CECI n'est pas EXECUTE 10 février 1884

1884 |

10 février 1884

Alfred de Falloux à Pauline de Castellane

10 février 1884*

 

Chère Madame,

La campagne ridicule soutenue par des hommes ridicules et consistant à prouver par des faits aussi incontestés qu’incontestables de 1874 que M. le comte de Chambord n’avait pu tenir en 1851 un langage différent, a pris fin par la lettre de Lavedan, coupant nettement M. le comte de Chambord en deux, de la lettre à Barry1, à la lettre Veuillot. C’était l’histoire qui se laissait entrevoir et rien n’était plus amusant que le journal de Maurice d’Andigné2 hier jetant les hauts cris sur cette énormité. Ils en verraient bien d’autres s’il continuaient à provoquer les explications, mais ils s’en garderont bien et se contenteront de déclamer à outrance à côté du vrai.

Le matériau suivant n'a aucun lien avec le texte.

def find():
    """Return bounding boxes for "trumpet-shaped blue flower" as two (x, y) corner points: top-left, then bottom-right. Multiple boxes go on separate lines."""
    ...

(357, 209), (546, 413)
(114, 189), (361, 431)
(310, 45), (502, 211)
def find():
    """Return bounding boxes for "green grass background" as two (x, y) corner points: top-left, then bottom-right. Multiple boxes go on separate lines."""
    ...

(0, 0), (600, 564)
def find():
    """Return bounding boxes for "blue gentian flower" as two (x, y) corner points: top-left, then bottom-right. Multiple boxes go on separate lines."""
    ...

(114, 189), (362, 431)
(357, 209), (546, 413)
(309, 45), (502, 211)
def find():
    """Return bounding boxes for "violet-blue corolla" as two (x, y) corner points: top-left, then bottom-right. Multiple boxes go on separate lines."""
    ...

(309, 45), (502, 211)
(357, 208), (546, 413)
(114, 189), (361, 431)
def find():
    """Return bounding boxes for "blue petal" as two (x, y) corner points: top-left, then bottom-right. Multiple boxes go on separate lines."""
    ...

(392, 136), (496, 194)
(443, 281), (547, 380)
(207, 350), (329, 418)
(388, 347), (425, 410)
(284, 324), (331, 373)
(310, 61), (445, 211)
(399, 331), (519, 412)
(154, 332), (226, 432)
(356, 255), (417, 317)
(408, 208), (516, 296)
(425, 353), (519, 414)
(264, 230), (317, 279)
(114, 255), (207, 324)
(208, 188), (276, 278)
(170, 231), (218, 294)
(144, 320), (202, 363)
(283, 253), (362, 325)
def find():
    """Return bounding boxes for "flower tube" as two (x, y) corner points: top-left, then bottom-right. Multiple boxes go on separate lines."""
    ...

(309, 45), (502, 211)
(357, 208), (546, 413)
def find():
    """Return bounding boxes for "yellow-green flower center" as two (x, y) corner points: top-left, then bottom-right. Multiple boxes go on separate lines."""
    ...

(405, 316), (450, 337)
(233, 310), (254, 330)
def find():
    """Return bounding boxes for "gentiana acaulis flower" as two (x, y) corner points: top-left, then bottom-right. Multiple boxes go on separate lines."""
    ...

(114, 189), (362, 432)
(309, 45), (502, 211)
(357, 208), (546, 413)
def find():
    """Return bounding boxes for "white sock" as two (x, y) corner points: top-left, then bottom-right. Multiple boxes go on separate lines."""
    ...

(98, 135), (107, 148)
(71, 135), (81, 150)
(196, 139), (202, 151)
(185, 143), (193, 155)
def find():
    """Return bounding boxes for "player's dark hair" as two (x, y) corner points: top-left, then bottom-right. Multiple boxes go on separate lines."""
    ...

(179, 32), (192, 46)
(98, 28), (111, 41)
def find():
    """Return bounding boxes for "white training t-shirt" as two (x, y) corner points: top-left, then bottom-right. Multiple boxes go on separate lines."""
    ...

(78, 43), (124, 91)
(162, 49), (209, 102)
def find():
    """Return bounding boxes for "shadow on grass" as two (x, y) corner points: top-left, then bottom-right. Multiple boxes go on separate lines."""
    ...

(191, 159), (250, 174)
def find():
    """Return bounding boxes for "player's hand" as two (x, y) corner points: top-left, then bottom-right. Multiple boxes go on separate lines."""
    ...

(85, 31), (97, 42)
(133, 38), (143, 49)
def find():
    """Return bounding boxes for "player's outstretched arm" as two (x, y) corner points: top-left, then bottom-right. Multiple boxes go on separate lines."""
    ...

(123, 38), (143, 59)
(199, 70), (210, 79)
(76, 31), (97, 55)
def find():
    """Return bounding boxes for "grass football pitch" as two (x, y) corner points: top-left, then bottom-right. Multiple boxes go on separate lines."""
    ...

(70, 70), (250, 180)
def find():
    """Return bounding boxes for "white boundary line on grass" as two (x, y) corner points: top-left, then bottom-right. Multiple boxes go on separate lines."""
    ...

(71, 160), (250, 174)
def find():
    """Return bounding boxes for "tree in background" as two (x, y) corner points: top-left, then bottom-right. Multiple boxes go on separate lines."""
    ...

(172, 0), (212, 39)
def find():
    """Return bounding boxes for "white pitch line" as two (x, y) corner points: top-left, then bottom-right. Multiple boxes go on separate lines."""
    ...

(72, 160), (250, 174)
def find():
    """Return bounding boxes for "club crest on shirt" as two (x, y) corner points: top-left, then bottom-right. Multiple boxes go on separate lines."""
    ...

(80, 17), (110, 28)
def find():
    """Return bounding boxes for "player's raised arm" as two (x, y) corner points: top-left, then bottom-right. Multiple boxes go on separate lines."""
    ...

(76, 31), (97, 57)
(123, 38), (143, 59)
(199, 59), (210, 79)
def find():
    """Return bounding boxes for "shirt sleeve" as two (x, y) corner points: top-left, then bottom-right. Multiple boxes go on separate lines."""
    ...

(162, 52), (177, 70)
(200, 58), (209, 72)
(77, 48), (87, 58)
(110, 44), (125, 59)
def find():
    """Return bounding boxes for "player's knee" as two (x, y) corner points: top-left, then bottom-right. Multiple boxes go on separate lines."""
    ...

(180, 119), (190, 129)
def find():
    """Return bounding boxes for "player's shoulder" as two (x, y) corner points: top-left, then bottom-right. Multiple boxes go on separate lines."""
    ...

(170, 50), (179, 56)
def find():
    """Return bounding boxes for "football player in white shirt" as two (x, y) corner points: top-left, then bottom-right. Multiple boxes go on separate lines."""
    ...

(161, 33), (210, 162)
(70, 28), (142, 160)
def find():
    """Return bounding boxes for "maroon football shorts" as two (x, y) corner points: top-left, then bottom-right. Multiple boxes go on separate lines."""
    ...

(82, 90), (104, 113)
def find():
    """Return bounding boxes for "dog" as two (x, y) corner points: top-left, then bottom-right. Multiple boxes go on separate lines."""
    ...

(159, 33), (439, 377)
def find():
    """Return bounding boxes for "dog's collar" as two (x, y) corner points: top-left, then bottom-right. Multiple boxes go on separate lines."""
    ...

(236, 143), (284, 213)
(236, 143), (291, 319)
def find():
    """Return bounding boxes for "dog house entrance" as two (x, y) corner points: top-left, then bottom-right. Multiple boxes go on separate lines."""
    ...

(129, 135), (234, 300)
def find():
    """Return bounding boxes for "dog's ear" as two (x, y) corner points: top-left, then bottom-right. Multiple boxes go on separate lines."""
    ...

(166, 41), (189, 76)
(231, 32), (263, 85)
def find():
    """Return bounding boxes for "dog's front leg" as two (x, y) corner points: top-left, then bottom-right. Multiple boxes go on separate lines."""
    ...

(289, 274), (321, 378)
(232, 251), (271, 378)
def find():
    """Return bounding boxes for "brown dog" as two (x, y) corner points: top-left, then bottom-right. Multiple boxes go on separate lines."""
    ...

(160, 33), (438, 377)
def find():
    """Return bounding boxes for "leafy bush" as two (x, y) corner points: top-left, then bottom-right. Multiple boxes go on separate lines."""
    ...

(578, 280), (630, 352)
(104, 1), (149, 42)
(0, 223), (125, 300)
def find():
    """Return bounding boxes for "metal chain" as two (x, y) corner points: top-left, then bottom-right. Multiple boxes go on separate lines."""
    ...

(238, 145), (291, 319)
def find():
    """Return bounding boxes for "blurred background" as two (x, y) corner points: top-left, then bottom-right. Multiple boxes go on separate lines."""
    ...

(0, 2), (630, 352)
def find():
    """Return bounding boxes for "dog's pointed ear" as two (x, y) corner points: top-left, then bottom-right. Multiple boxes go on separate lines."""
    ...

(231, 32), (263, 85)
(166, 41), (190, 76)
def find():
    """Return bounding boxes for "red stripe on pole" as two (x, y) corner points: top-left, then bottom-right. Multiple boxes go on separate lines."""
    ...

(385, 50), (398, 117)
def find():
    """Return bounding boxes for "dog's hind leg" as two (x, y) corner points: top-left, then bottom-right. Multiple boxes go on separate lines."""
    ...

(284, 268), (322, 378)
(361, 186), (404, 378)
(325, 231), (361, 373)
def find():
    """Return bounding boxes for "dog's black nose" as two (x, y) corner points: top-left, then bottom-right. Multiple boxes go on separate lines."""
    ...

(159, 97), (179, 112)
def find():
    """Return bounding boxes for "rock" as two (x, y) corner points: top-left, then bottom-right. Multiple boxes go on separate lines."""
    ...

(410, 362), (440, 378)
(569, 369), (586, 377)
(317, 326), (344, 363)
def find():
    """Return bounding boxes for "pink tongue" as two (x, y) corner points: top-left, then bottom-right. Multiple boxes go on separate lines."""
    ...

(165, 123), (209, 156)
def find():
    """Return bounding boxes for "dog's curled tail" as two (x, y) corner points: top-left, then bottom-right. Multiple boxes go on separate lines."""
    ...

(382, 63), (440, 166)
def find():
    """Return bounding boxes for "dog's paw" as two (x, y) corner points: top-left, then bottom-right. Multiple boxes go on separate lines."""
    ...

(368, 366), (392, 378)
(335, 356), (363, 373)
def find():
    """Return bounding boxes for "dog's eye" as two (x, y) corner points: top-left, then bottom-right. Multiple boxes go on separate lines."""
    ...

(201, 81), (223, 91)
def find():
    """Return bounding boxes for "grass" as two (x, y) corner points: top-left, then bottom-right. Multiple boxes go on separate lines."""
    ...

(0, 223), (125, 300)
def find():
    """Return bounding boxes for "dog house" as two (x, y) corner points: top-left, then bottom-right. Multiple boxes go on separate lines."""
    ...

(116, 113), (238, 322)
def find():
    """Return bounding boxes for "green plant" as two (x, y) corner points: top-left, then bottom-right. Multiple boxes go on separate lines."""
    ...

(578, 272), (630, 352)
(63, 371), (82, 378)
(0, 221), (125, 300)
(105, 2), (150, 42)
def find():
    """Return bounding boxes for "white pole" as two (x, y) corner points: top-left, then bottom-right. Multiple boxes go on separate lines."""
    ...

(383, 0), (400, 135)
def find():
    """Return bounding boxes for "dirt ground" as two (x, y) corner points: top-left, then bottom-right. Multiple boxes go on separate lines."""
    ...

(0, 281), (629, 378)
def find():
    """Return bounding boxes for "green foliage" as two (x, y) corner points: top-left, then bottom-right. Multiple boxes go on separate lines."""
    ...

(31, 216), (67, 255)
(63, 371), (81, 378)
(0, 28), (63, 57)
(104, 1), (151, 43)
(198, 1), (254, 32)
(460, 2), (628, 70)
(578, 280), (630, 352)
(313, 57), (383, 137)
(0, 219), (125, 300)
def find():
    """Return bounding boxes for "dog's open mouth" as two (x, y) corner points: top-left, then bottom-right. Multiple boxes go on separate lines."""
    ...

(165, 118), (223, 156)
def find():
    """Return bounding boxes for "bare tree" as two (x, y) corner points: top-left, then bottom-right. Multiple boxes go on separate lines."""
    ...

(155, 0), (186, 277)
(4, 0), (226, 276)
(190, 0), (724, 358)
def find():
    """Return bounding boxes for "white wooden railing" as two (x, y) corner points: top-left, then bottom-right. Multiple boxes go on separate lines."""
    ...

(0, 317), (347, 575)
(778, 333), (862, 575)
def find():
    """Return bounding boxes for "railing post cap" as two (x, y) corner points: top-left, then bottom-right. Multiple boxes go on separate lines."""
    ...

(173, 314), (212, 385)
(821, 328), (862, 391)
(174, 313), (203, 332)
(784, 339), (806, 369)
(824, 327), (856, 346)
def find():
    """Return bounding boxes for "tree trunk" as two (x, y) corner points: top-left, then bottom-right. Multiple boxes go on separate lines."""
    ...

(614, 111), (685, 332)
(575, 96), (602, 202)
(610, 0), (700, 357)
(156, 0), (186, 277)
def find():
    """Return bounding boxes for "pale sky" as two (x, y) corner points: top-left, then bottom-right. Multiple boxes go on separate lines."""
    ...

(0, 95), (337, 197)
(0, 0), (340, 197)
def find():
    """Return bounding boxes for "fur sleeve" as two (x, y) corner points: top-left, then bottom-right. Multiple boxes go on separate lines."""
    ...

Naturellement les honnêtes gens se sont bien gardés de comprendre la portée de l’incident et d’en tirer parti. J’ai demandé à Lavedan ce qu’on lui en avait dit dans les bureaux de la rue de Varenne3 ou dans le cabinet de la rue de Solférino4. Il n’a pas répondu ce qui prouve du moins, qu’on ne l’a pas félicité. On n’en est toujours là, je le suppose, Aux coutumiers. A quoi bon ? Hélas à rétablir ma vérité sans laquelle on ne réussira jamais à rien ; à rétablir le parti conservateur dans la voix dont on l’a fait dévier et hors de laquelle il n’arrivera jamais au succès !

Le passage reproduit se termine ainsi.